AEAは1968年に創設されたプライベート・エクイティで、本社のあるニューヨーク以外ではロンドン、ミュンヘン、香港、上海に事務所を置き、合計で約50人のスタッフを擁する。主には米国および欧州の企業を対象としているが、アジアの一部の国でも投資活動を行っている。その投資スタイルは「バイアウト投資(buyout)」がメインとなっている。AEAが重点を置く投資先は以下の4分野である。
- 付加価値産業(value-added industry)
- 特殊化学製品(specialty chemicals)
- 消費者製品
- サービス業
その具体的な投資先は以下のURLより閲覧可能である。
http://www.aeainvestors.com/investments.htm
以前から売却を模索
時価総額ではドイツでトップの企業で、鉄道車両から補聴器にいたるまでの幅ひろい製品をつくっているSiemensは、2012年11月に、水技術事業を売却する意向を表明していた。この工業界の巨大コングロマリットは当時、最も利益を生む部門――ガスタービン製造や発電プラント建設といった化石燃料による発電部門や、産業自動化部門――に集中したいとしていた。
Siemensによれば、水技術部門の大部分は高度に細分化された市場でビジネスを展開している上に、顧客は自治体関係と産業関係に分かれており、Siemensのグローバルな営業戦略にはあまりなじまないということだ。
Siemensの水技術部門の概要
Siemensの水技術部門は、従来型の水処理から応急給水や水殺菌システムにいたるまで、さまざまな製品を提供している。
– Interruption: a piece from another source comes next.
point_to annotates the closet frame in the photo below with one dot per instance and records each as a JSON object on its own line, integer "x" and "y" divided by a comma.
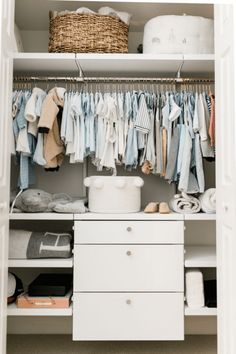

この部門の2012年の売上は13億ドル(約1300億円)で、入札参加者らの推計によると利子、税、減価償却、債務償還前の利益(EBITDA)は7000万ドル~8000万ドル(約68億円~約78億円)のあいだだったという。
Siemensは、2004年にVeolia EnvironmentからU.S. Filterのシステム・サービス部門を10億ドル(当時のレートで約1100億円)で買収するなど、この10年間でいくつもの企業買収をかさねて水部門を成長させてきた。
なお、今回の水部門売却に関してはGoldman Sachs GroupがSiemensのファイナンシャル・アドバイザーを務めているのだが、これについてGoldman Sachsはコメントしていない。